L’unité des Comores se confirmera lorsque chacun trouvera dans l’Union sa juste place et lorsque les richesses seront réparties équitablement. Tant que cette équation ne sera pas résolue, les tensions persisteront.
Quant aux relations de Mayotte – et derrière elle de la France – avec les Comores, il est évident que la départementalisation de l’île ne facilitera pas le dialogue surtout, comme je l’ai déjà dit, si le hiatus de standard de vie entre les trois îles et la quatrième s’accentuent.
Encore une fois- au risque de me répéter – seule une aide massive aux Comores sera de nature à réduire la distance et donc à faciliter les relations. Les Mahorais sont ancrés dans une réalité régionale très ancienne, que ce soit au plan religieux ou à celui de la culture, des coutumes, de la vie sociale. Il s’agit d’un fait d’évidence dont on ne peut pas ne pas tenir compte.
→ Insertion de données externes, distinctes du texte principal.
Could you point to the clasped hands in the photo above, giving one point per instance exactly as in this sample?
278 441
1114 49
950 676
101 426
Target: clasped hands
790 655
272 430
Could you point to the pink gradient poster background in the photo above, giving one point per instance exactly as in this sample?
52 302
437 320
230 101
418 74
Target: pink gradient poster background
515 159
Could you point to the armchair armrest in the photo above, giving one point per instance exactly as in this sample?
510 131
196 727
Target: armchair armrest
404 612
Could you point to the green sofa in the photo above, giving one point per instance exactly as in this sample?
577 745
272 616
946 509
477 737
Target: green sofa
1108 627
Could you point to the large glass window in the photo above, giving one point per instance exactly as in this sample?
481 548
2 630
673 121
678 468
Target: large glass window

Vous dites dans votre livre que c’est la recentralisation au profit de Moroni en Grande Comore au détriment de Dzaoudzi-Mayotte qui va permettre la création d’une opposition mahoraise, du séparatisme mahorais avec l’émergence du Mouvement Populaire Mahorais (MPM). Aujourd’hui, on distingue les Mahorais des Comoriens et une opinion tenace voudrait que ces deux blocs ne puissent s’entendre. Quel est votre avis ?
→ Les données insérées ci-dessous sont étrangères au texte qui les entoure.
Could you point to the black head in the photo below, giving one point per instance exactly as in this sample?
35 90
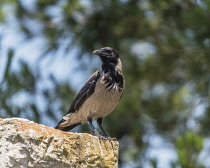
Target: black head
108 55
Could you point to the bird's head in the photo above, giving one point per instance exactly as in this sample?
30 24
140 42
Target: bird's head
109 57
Philippe Boisadam : Oui le transfert de la « capitale du territoire des Comores » en 1958 de Dzaoudzi à Moroni a été le catalyseur du séparatisme mahorais. Je dis dans mon livre : imaginons que la capitale des Comores ait été confirmée à Dzaoudzi – ou plutôt à Pamandzi – ne croyez-vous pas que les choses auraient pu être tout autres ?
Ce sont aussi les conséquences de cette centralisation à Moroni qui ont nourri la colère mahoraise : les mesquineries à l’égard de Mayotte, l’accaparement des flux commerciaux, celui des terres (à l’instar d’Ahmed Abdallah et de son domaine de Dzoumogné) etc

Si les conditions économiques principalement devaient s’améliorer aux Comores, si l’Union devenait une entité forte porteuse d’un projet, si une réelle vie démocratique s’y installait, il n’ y aurait pas de raison pour que Mahorais et Comoriens ne puissent pas dialoguer car, je l’ai répété, ils ont en commun de nombreuses racines.
Il n’est cependant pas certain que cette perspective soit proche bien qu’à titre individuel les Mahorais et les Comoriens ont encore, entre eux, de multiples passerelles, ne serait-ce que celles nouées au sein de liens familiaux. N’y a t-il pas de nombreux Mahorais, y compris des élus, qui font le voyage d’Anjouan et de Grande Comore ? La dernière fois que je suis passé à Moroni, en 2004, j’y ai rencontré plusieurs élus mahorais qui avaient l’air heureux de leur présence en Grande Comore. Quel est le Mahorais qui n’a pas un parent ou un ami dans l’une des trois autres îles ?

Avez-vous suivi les huit dernières années de l’existence de Mayotte et comment voyez-vous l’avenir de Mayotte ?

Philippe Boisadam : Oui bien sûr, j’ai suivi les huit dernières années de l’existence de Mayotte où je suis retourné comme je le disais précédemment en 2004.
Je me répète : la consultation du 29 mars qui peut être considéré par certains comme l’aboutissement d’un combat de plusieurs décennies, ne règle rien. Tout est à faire. Les Mahorais doivent en prendre conscience et ne pas se polariser uniquement sur ce « rattrapage » qui n’est que l’épiphénomène de questions beaucoup plus graves. Qu’ils organisent eux-mêmes le débat et que la jeunesse ne le laisse pas capter par une minorité de personnes, certes respectables, mais qui ont tendance à cultiver « la pensée unique ».